Leuchtdioden, die ein angenehmes warm­weißes Licht aussenden, könnten durch neue Substanzen effizienter werden. Im Rahmen des EU-Projekts EuroLED wurde ein rot emittie­render nano­skaliger Leucht­stoff aus Europium entdeckt, der ein sehr enges Emissions­band aufweist. Dieses Licht ist für das mensch­liche Auge bis zu dreimal stärker sichtbar ist als das Licht der bisher genutzten roten Leucht­stoffe. Auch Flächen­leuchten aus organischen Leucht­dioden wurden im vergangenen Jahr optimiert, beispiels­weise am MPI für Polymer­­forschung in Mainz. Der OLED-Prototyp besteht nur aus einer einzigen Schicht, die über zwei Elektroden mit Strom versorgt wird. Das vereinfacht die Herstellung von OLEDs und ebnet den Weg für druckbare Displays. Intensiveres Weißlicht aus OLEDs ermöglichten Forscher der TU Dresden. Mit symmetrisch aufge­bauten Nano­strukturen verbesserten sie die Effizienz und die winkel­­abhängige Abstrahl­­charakte­ristik von weißen OLEDs deutlich und steigerten die externe Quanten­­effizienz auf bis zu 76,3 Prozent. Keine Licht­quelle, sondern verblüffende Farbeffekte erzielten Forscher der Pennsylvania State University mit farblosen Tropfen. Mit einer bisher unbekannten Variante von Inter­ferenz­farben erzeugten farblose Tropfen auf einer Oberfläche je nach Form und Einfalls­winkel des Lichts kräftige Farb­ein­drücke von blau über grün bis gelb und rot. Mögliche Anwendungen sehen die Wissen­schaftler in Sensoren oder Farbdisplays.

Im Bereich der photonischen Grundlagen­forschung fällt ein verblüffendes Experiment von Physikern in Rostock.

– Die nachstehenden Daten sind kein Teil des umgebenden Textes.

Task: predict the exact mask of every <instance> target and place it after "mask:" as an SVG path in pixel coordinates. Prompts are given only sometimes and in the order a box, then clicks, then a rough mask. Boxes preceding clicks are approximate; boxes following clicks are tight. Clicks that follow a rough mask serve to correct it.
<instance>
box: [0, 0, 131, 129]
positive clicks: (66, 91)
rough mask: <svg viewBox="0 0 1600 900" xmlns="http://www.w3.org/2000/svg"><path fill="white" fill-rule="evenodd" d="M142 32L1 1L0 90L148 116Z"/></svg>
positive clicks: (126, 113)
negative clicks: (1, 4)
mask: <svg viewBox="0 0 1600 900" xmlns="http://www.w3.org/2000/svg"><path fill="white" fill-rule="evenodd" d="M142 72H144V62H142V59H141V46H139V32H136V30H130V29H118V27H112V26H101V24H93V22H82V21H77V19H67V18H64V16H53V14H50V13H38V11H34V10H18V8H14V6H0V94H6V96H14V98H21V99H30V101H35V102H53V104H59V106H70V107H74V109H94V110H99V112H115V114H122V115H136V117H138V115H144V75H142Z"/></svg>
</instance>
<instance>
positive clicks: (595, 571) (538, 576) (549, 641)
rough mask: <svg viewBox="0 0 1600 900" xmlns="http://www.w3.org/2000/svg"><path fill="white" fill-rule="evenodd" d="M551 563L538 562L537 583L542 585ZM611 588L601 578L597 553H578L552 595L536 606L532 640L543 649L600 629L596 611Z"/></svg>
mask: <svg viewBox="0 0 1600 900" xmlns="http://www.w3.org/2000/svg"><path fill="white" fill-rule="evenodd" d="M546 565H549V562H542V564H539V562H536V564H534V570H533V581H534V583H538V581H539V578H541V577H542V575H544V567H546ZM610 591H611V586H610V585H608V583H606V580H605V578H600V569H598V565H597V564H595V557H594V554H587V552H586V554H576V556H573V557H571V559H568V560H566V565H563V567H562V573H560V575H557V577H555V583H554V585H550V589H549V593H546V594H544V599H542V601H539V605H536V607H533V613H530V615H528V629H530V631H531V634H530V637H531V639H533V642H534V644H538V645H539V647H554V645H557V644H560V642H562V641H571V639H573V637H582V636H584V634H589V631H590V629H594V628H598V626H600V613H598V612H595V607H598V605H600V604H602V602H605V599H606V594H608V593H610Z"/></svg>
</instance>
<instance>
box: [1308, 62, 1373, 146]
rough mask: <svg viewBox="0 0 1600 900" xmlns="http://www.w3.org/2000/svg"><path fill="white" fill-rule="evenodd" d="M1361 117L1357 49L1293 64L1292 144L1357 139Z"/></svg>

Sie konstruierten spezielle Wellen­leiter, in denen Licht­teilchen ein Verhalten wie W- oder Z-Bosonen zeigten. Die Wechsel­wirkung von Licht­teilchen könnte – ganz ohne Teilchen­beschleuniger – für Analysen von Elementar­teilchen genutzt werden. Auch völlig neue Schalt­­elemente für einen Quanten­­computer halten die Forscher für vorstellbar. An der ETH Zürich zeigten Kurzzeit-Analysen zeit­ab­hängige Aspekte des Impuls-​Transfers während der Photo­ioni­sation. Die Forscher unter­suchten den Fall hoher Laser­­intensitäten, bei denen mehrere Photonen am Ionisations­­prozess beteiligt sind, und bestimmten, wie viel Impuls in Richtung der Laser­­aus­breitung über­tragen wurde. Und schließlich erzeugte ein Forscherteam am National Institute of Standards and Technology in Boulder die allerersten Licht­pulse mit einem „inneren Drehmoment“. Dieses auf Berechnungen von Physikern der Uni Salamanca in Spanien beruhende Grundlagen-Experiment mit Drehimpuls tragenden OAM-Moden – orbital angular momentum – könnte zu Anwendungen in so unter­­schied­lichen Gebieten wie Licht­pinzetten, quanten­­optischer Verschränkung oder Tele­­kommunikation führen.